Je raconte comment j’ai trouvé mon voilier pour la transat dans cet article. À chaque fois la démarche a été plus ou moins la même. Je rencontre les capitaines directement sur les pontons, à la capitainerie où il m’arrive de laisser des annonces, ou dans des bars de la marina. Parfois je déniche un bateau en partance par simple bouche à oreille. J’ai toujours trouvé un bateau où loger dans les ports, ce qui m’a permis d’être sur place et prête à embarquer à tout moment. Je n’ai encore jamais fait usage de bourse aux équipiers en ligne.

Je sais que certains d’entre vous attendent l’article de ma transat depuis des mois, mais je n’arrive toujours pas à en écrire un mot, tant l’expérience m’a été forte, riche, déstabilisante. Promis, un jour !

Lors de mon départ de Guadeloupe le 20 août, j’ai volé ! Dans les airs, pour de vrai, pour la première fois depuis mon retour d’Asie. Ce fut ma première expérience en avion-stop. Quelques semaines auparavant, je m’étais rendue dans un aéroclub de Saint-François avec mon amie Val pour demander aux pilotes si quelqu’un avait prévu un départ prochainement, et s’il me serait possible de partir, peu importe la destination. Aucun vol n’était prévu, je venais de louper de deux jours le départ d’un pilote pour une île au sud des Antilles (dont le nom m’échappe).  Le patron de l’aéroclub (super sympa), m’offrit un tour d’ULM jusqu’à la Pointe des Château, et c’était magnifique. J’ai quand même laissé mon contact à l’aéroclub, « au cas où ».  Un jour, environ un mois plus tard, j’ai reçu un appel de Simon qui me proposait de voler avec lui jusqu’en Martinique : ‘’départ dans deux jours’’. Mes plans avaient un peu changé entre-temps, j’avais prévu de voyager quelques semaines avec Baptiste, que je venais de rencontrer après sa traversée de l’Atlantique en Pédalo. Je n’étais pas du tout prête à partir. Simon m’a alors proposé de venir avec Baptiste, et nous avons emballé toutes nos affaires en un temps record, et l’avons rejoint à l’aérodrome de Pointe-à-Pitre sans aucun autre plan en tête. Moins d’une demi-heure plus tard nous atterrissions (tout perdus) en Martinique.

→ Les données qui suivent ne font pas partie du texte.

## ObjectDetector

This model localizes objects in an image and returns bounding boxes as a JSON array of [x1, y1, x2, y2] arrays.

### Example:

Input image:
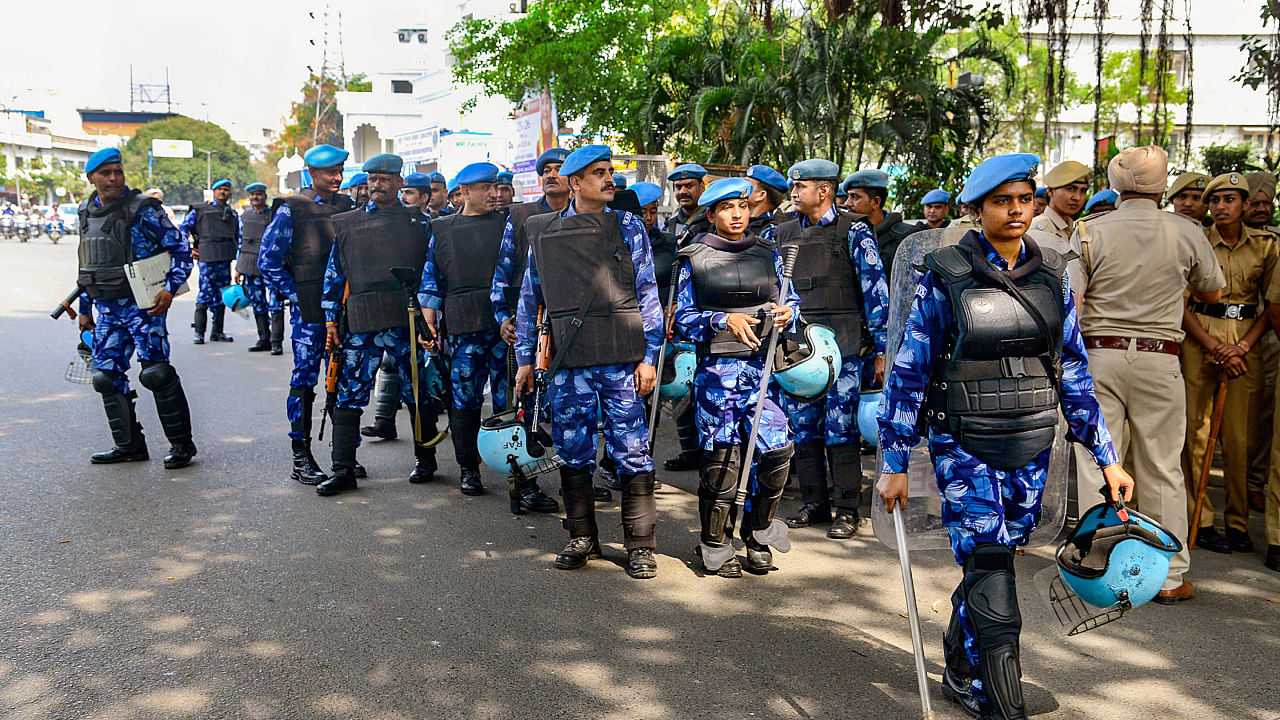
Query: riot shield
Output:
[[872, 227, 1070, 550]]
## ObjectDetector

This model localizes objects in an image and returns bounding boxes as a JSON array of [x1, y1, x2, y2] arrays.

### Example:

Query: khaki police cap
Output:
[[1044, 160, 1093, 188], [1204, 173, 1249, 202], [1167, 173, 1211, 197]]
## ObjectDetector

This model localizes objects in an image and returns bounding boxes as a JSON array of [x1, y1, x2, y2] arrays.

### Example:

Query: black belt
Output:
[[1190, 302, 1258, 320]]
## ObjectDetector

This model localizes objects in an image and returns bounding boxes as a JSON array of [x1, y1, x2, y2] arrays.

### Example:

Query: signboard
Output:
[[151, 138, 193, 158], [511, 90, 559, 197]]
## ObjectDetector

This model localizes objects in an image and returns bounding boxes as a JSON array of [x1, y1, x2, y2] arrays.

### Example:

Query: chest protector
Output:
[[525, 213, 645, 368], [276, 188, 355, 323], [680, 240, 778, 357], [333, 205, 430, 333], [776, 213, 872, 357], [77, 190, 160, 300], [924, 240, 1066, 471], [649, 227, 676, 301], [503, 200, 552, 318], [236, 208, 271, 277], [431, 211, 506, 334], [191, 202, 239, 263]]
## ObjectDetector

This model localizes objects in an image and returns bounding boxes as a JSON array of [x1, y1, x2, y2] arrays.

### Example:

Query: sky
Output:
[[0, 0, 394, 132]]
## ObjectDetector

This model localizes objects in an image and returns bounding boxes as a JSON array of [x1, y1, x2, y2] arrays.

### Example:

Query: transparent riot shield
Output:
[[872, 228, 1070, 550]]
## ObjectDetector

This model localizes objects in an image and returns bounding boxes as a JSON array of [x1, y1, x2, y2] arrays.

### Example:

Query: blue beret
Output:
[[746, 165, 791, 192], [667, 163, 707, 182], [1084, 187, 1120, 213], [534, 147, 568, 176], [84, 147, 120, 174], [302, 145, 351, 169], [453, 163, 498, 186], [960, 152, 1039, 202], [920, 187, 951, 205], [698, 178, 755, 209], [561, 145, 613, 177], [631, 182, 662, 208], [352, 152, 404, 174], [787, 158, 840, 181], [841, 169, 891, 192], [404, 173, 431, 190]]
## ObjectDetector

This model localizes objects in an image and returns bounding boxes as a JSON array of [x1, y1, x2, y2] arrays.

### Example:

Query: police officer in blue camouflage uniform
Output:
[[77, 147, 196, 469], [316, 154, 438, 496], [257, 145, 352, 486], [877, 154, 1133, 720], [516, 145, 663, 578], [178, 179, 239, 345], [676, 178, 800, 578], [776, 159, 888, 539], [236, 182, 276, 352], [422, 163, 519, 495]]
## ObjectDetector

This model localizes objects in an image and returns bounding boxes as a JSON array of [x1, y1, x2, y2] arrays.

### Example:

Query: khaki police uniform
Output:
[[1183, 225, 1277, 532], [1071, 199, 1226, 589]]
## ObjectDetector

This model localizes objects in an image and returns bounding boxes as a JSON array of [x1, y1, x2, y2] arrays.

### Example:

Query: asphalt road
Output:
[[0, 237, 1280, 720]]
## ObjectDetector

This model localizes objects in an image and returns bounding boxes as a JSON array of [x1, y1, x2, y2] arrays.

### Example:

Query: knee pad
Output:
[[138, 361, 178, 392], [698, 445, 742, 491], [93, 370, 120, 395]]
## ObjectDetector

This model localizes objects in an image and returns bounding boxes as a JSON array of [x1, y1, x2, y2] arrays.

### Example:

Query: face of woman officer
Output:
[[707, 197, 751, 240]]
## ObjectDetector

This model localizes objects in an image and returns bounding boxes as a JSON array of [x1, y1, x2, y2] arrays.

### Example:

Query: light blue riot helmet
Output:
[[1057, 502, 1183, 614], [223, 284, 248, 313], [773, 323, 844, 402], [658, 342, 698, 400], [858, 389, 881, 447]]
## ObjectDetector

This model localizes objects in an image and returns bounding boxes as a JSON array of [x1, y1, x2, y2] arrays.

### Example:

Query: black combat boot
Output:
[[556, 466, 600, 570], [271, 311, 284, 355], [316, 407, 360, 497], [138, 360, 196, 470], [289, 387, 329, 486], [209, 305, 236, 342], [88, 370, 151, 465], [248, 314, 271, 352], [191, 304, 209, 345]]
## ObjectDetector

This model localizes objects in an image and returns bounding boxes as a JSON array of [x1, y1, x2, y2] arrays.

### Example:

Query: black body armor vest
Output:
[[431, 211, 506, 334], [236, 208, 271, 277], [526, 207, 645, 368], [191, 202, 239, 263], [680, 238, 778, 357], [280, 188, 355, 323], [76, 190, 160, 300], [777, 213, 873, 357], [923, 238, 1069, 471], [333, 204, 430, 333]]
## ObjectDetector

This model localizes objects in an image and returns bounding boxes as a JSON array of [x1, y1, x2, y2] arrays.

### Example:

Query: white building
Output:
[[1044, 0, 1267, 169], [337, 0, 524, 174]]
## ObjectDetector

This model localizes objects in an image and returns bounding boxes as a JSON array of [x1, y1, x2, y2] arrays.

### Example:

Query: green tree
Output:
[[122, 117, 255, 205], [266, 74, 374, 164]]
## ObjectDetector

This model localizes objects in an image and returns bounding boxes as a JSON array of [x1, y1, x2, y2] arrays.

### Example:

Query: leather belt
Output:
[[1084, 334, 1183, 355], [1190, 302, 1258, 320]]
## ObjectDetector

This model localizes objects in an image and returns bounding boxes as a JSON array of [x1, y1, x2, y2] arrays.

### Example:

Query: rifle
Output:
[[316, 283, 351, 439]]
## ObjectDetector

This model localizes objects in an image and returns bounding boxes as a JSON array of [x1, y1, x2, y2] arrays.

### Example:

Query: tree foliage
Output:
[[122, 117, 255, 205]]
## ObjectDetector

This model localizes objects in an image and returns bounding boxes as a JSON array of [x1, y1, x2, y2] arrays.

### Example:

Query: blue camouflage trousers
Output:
[[196, 260, 232, 307], [782, 357, 863, 445], [929, 430, 1052, 701], [93, 297, 169, 395], [449, 329, 508, 413], [284, 302, 325, 439], [241, 275, 279, 315], [547, 364, 653, 475]]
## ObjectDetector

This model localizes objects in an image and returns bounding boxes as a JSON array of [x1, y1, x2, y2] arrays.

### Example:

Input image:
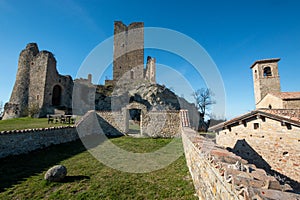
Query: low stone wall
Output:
[[0, 126, 78, 158], [142, 111, 181, 138], [96, 111, 126, 133], [216, 116, 300, 185], [182, 128, 300, 200]]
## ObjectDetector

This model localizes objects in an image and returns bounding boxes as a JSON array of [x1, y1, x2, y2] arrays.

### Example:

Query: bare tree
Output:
[[0, 101, 4, 118], [192, 88, 216, 118]]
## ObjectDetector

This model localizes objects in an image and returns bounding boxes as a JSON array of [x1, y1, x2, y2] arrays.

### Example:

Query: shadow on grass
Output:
[[0, 140, 89, 192], [61, 175, 91, 183]]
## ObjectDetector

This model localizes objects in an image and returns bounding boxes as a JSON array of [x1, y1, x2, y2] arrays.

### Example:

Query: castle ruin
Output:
[[106, 21, 156, 84], [3, 43, 73, 119]]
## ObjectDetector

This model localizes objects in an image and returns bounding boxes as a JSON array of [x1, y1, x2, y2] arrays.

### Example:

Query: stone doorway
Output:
[[52, 85, 62, 106], [123, 102, 147, 135], [128, 109, 142, 134]]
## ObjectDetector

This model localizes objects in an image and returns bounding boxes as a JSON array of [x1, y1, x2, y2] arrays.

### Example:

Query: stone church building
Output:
[[209, 58, 300, 186]]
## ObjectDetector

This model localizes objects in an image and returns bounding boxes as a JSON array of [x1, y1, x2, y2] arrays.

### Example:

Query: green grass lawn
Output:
[[0, 117, 69, 131], [0, 137, 197, 199]]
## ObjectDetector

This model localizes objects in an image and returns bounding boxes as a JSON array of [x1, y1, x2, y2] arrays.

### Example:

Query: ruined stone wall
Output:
[[0, 127, 78, 158], [216, 117, 300, 182], [283, 99, 300, 109], [145, 56, 156, 84], [3, 43, 73, 119], [113, 21, 144, 81], [97, 111, 126, 133], [141, 111, 181, 138], [3, 43, 39, 119], [182, 128, 300, 200]]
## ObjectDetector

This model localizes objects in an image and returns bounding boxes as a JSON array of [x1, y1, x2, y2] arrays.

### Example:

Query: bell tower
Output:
[[250, 58, 281, 105]]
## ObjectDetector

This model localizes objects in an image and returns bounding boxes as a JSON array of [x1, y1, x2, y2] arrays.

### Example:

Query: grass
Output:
[[0, 137, 197, 199], [0, 117, 69, 131]]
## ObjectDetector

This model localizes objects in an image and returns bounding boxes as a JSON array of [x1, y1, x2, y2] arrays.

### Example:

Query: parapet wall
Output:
[[182, 128, 300, 200], [142, 111, 181, 138], [0, 126, 78, 158], [216, 116, 300, 185]]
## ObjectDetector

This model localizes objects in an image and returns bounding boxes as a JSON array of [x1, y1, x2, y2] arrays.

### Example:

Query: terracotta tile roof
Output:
[[250, 58, 280, 69], [271, 92, 300, 100], [208, 109, 300, 131]]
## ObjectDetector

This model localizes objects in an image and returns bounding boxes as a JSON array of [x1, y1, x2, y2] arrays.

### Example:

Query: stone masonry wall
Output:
[[216, 116, 300, 185], [182, 128, 300, 200], [142, 111, 181, 137], [0, 126, 78, 158]]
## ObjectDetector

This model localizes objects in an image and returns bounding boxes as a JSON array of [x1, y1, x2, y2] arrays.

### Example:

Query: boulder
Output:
[[44, 165, 67, 182]]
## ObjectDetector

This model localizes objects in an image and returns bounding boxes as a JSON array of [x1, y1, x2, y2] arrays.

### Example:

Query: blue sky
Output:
[[0, 0, 300, 118]]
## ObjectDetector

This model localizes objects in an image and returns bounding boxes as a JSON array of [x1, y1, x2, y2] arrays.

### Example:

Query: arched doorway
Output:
[[125, 102, 147, 135], [52, 85, 61, 106]]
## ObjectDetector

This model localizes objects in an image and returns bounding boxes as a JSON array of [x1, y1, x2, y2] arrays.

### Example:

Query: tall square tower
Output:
[[113, 21, 144, 81]]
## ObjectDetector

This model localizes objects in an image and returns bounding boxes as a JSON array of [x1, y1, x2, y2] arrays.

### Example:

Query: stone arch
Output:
[[264, 66, 272, 77], [123, 102, 147, 135], [52, 85, 62, 106]]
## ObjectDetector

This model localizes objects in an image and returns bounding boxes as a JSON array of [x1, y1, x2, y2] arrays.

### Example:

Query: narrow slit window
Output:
[[253, 123, 259, 130], [264, 67, 272, 77]]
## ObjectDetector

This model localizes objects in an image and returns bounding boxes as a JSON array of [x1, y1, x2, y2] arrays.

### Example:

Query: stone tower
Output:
[[145, 56, 156, 84], [4, 43, 39, 118], [113, 21, 144, 81], [3, 43, 73, 119], [251, 58, 281, 105]]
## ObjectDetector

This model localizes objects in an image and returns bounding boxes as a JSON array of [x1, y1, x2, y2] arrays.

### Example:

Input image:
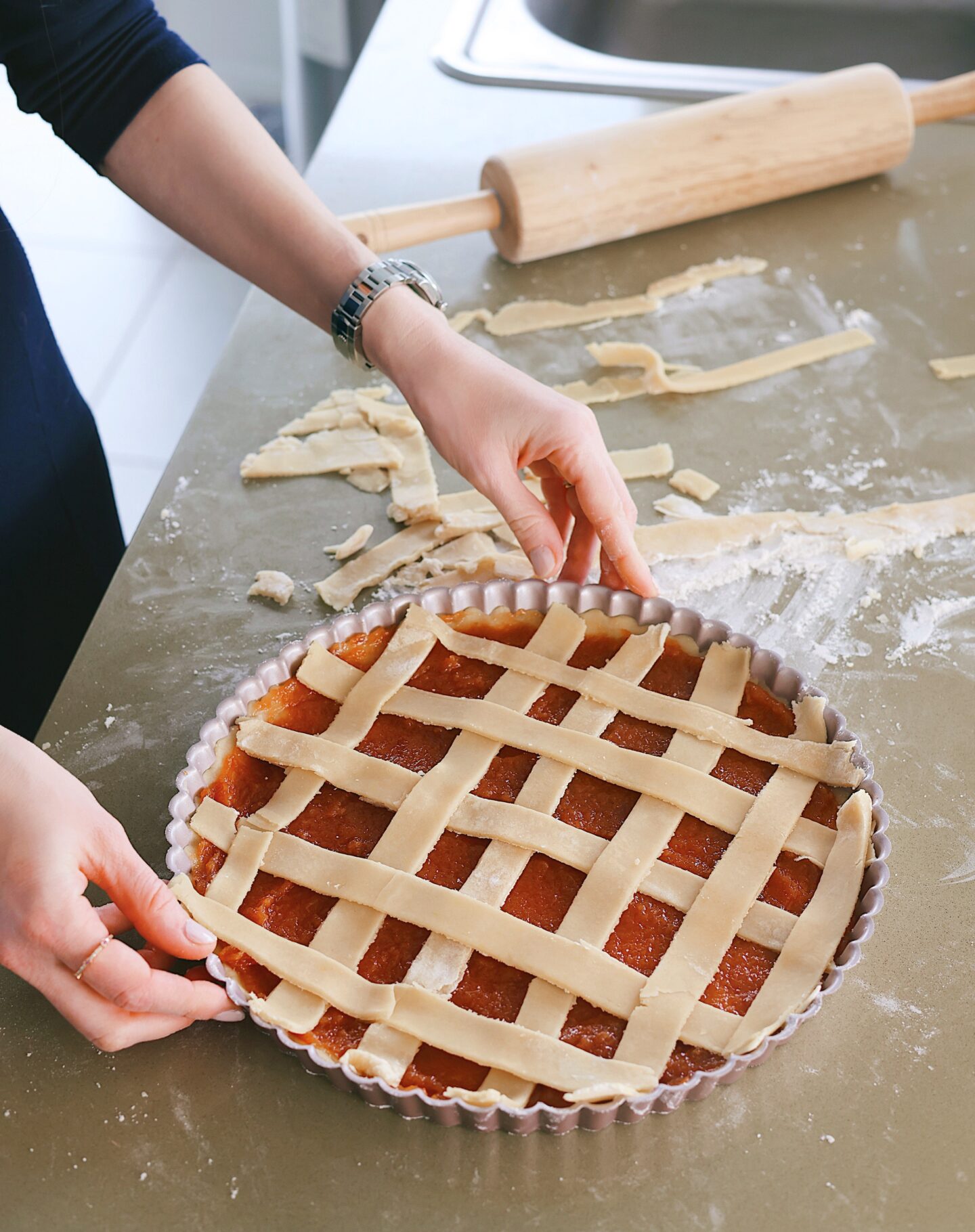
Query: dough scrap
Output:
[[278, 384, 393, 436], [928, 355, 975, 380], [555, 329, 875, 405], [314, 523, 440, 611], [248, 569, 295, 607], [240, 425, 403, 479], [653, 491, 711, 517], [326, 523, 372, 560], [667, 467, 721, 502], [450, 257, 768, 338], [635, 493, 975, 565], [380, 420, 440, 525], [339, 467, 389, 493]]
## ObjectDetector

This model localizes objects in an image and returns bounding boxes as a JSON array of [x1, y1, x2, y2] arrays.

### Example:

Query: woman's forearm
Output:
[[104, 64, 655, 594], [102, 64, 374, 330]]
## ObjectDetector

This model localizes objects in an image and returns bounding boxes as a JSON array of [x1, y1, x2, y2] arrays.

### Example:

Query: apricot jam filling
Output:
[[192, 611, 840, 1106]]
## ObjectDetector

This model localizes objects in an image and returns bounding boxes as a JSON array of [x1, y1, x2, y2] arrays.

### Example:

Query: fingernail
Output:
[[213, 1009, 244, 1023], [185, 921, 217, 945], [527, 546, 555, 578]]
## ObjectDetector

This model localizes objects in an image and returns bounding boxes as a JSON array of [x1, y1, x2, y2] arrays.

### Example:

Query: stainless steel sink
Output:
[[434, 0, 975, 99]]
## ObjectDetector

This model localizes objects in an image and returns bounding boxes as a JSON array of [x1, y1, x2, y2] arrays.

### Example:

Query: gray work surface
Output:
[[7, 0, 975, 1232]]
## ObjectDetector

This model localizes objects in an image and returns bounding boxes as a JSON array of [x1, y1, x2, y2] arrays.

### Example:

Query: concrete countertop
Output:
[[7, 0, 975, 1232]]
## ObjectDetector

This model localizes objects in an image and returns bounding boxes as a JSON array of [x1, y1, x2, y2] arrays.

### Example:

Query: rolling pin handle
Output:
[[341, 191, 502, 252], [907, 72, 975, 125]]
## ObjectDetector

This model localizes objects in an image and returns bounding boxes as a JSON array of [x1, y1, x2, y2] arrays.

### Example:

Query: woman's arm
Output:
[[0, 727, 238, 1052], [102, 64, 655, 594]]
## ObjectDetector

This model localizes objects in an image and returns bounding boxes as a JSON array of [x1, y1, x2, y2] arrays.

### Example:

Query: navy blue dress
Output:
[[0, 0, 200, 736]]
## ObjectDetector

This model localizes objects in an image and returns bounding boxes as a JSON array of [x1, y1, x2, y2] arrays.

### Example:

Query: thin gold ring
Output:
[[74, 933, 114, 980]]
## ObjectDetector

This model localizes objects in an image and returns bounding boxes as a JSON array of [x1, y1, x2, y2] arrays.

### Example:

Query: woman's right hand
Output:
[[0, 728, 243, 1052]]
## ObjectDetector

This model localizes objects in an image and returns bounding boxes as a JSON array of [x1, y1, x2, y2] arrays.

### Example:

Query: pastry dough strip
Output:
[[170, 873, 653, 1092], [359, 625, 668, 1082], [928, 355, 975, 380], [616, 769, 822, 1073], [314, 515, 443, 611], [240, 428, 403, 479], [233, 622, 434, 1021], [237, 714, 836, 866], [178, 606, 869, 1098], [190, 783, 798, 950], [257, 606, 586, 1031], [393, 604, 863, 787], [555, 329, 875, 405], [482, 643, 751, 1107], [450, 257, 768, 338], [190, 803, 749, 1054], [255, 828, 645, 1017], [380, 420, 440, 524], [635, 493, 975, 565], [278, 384, 393, 436], [729, 791, 873, 1052]]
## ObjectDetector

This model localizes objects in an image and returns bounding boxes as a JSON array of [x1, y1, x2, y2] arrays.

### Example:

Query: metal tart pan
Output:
[[167, 579, 890, 1133]]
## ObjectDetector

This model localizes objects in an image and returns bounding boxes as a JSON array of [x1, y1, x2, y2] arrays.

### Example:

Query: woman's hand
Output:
[[0, 728, 243, 1052], [362, 288, 657, 595]]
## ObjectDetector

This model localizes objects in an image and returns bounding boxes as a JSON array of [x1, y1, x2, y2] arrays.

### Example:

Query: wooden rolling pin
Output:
[[343, 64, 975, 261]]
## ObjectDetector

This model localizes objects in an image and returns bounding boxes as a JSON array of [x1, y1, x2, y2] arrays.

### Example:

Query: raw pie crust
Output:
[[173, 606, 871, 1106]]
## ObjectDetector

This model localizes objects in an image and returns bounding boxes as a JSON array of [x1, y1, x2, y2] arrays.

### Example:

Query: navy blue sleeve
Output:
[[0, 0, 203, 170]]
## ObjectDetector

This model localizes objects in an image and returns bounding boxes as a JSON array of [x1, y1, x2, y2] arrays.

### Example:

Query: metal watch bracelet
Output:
[[332, 257, 446, 368]]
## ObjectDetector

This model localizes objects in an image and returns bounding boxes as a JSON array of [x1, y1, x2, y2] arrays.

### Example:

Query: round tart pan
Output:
[[167, 580, 890, 1133]]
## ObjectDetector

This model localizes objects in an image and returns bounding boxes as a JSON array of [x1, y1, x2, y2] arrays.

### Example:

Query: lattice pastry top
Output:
[[173, 606, 871, 1106]]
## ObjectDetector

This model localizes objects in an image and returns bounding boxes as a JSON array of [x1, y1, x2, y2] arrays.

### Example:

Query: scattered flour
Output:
[[886, 595, 975, 663]]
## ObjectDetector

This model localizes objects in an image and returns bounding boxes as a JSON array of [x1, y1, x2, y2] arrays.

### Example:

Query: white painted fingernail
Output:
[[185, 921, 217, 945], [527, 544, 555, 578]]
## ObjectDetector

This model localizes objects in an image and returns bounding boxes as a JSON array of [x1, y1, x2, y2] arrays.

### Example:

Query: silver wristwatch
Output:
[[332, 257, 446, 368]]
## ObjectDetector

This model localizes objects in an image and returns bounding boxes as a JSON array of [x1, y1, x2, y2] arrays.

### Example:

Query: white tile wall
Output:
[[0, 69, 246, 540]]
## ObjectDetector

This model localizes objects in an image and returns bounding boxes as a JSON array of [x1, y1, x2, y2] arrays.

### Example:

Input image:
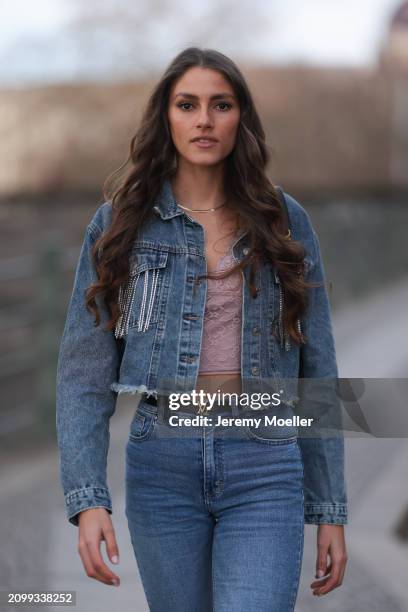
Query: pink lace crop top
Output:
[[198, 251, 242, 374]]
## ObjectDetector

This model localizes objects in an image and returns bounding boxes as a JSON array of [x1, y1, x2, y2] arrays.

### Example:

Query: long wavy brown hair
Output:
[[86, 47, 314, 344]]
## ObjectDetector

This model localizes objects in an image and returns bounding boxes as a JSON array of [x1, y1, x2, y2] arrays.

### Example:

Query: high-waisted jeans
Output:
[[126, 398, 304, 612]]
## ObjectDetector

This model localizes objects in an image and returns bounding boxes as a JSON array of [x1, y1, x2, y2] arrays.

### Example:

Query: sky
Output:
[[0, 0, 402, 87]]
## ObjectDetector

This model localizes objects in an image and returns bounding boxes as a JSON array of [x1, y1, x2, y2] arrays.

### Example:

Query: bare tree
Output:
[[67, 0, 272, 78]]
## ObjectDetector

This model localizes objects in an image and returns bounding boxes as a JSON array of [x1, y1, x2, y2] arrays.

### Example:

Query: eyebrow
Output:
[[174, 92, 235, 100]]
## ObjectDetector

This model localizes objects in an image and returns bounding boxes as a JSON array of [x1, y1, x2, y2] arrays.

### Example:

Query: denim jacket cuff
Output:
[[305, 503, 348, 525], [65, 487, 112, 527]]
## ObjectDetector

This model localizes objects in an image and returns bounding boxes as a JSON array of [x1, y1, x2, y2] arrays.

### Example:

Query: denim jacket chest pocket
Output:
[[115, 248, 168, 338]]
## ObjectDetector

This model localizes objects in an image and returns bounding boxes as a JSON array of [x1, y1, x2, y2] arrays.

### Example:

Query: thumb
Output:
[[103, 524, 119, 564]]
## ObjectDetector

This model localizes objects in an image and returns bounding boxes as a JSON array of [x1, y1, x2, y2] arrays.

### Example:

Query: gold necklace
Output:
[[177, 200, 227, 212]]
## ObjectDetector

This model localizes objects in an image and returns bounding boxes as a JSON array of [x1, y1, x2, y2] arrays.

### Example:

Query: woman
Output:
[[57, 48, 347, 612]]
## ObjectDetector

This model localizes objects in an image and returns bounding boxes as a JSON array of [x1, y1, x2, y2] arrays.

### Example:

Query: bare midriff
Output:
[[196, 372, 242, 394]]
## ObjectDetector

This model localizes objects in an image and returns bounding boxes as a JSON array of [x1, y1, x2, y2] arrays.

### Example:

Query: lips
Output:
[[191, 136, 217, 142]]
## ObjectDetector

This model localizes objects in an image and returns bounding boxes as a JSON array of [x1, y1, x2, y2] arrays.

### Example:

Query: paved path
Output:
[[0, 281, 408, 612]]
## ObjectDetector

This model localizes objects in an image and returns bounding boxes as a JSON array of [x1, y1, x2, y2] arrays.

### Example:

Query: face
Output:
[[168, 66, 240, 166]]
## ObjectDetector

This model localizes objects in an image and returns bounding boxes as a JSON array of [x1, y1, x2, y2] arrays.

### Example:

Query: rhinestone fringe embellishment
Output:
[[115, 269, 159, 338]]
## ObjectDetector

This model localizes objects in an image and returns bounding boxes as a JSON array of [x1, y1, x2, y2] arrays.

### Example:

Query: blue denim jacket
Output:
[[56, 180, 347, 525]]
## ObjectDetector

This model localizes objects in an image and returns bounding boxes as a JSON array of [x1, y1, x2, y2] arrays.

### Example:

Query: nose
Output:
[[197, 107, 212, 128]]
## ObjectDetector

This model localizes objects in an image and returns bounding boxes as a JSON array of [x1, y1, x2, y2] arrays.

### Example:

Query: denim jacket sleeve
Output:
[[299, 227, 347, 524], [56, 221, 119, 526]]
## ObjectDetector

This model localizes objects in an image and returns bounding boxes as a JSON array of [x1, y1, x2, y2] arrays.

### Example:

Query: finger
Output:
[[102, 523, 119, 563], [88, 542, 120, 585], [316, 544, 329, 578], [78, 542, 95, 578], [316, 559, 341, 595]]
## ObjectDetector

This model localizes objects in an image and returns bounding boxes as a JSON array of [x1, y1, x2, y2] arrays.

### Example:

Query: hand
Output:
[[78, 508, 120, 586], [310, 524, 347, 595]]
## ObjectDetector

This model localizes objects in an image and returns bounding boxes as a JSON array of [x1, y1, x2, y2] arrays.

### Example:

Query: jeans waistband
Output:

Je n’ai pas eu l’occasion de retenter l’expérience pour le moment, et j’ai peu de conseils à vous donner pour cette pratique, mais je crois qu’il suffit d’oser se lancer. Ne pas être trop pressé, trouver un aéroclub ouvert au public, parler de son projet avec les employés et les pilotes. Il ne reste plus ensuite qu’à faire confiance à la chance !

 

Pour l’hébergement :

Je passe souvent mes nuits chez les gens que je rencontre durant la journée, mes chauffeurs principalement. Si je ne rencontre personne pouvant m’accueillir, ce qui est plutôt rare, je sollicite l’hébergement auprès d’inconnus qui m’ont l’air sympathiques. Il m’a fallu des mois et des mois pour oser accoster quelqu’un dans la rue ou un parc, et lui demander si je pouvais dormir chez lui. Je n’ai toujours pas la classe infinie d’Antoine de Maximy, mais j’y travaille ! Je raconte mon projet et demande – sans insistance aucune – si la personne serait d’accord et contente de m’accueillir chez elle. Je précise que je suis dans une démarche sans argent qui m’est personnelle, que c’est un choix, que je ne lui en voudrais aucunement de refuser. Souvent elle accepte. Parfois il m’arrive aussi (de plus en plus rarement) de me servir de la plateforme couchsurfing pour trouver des hôtes. J’adore le couchsurfing car j’y ai souvent été hébergée par des voyageurs en pause, où en tout cas des gens déjà ouverts à l’idée d’accueillir un étranger chez eux. Je n’ai jamais rencontré aucun problème avec mes hôtes (qu’ils soient hommes, femmes, vieux, jeunes, d’Europe, d’Asie ou des îles). Je suis contente que le couchsurfing ait été là pour m’aider à me lancer. Cela reste un filet de sécurité pour moi, même si aujourd’hui je préfère de beaucoup l’idée de dormir chez des gens pas forcément enclins à accueillir quelqu’un chez eux à la base. Et de leur donner l’envie de recommencer.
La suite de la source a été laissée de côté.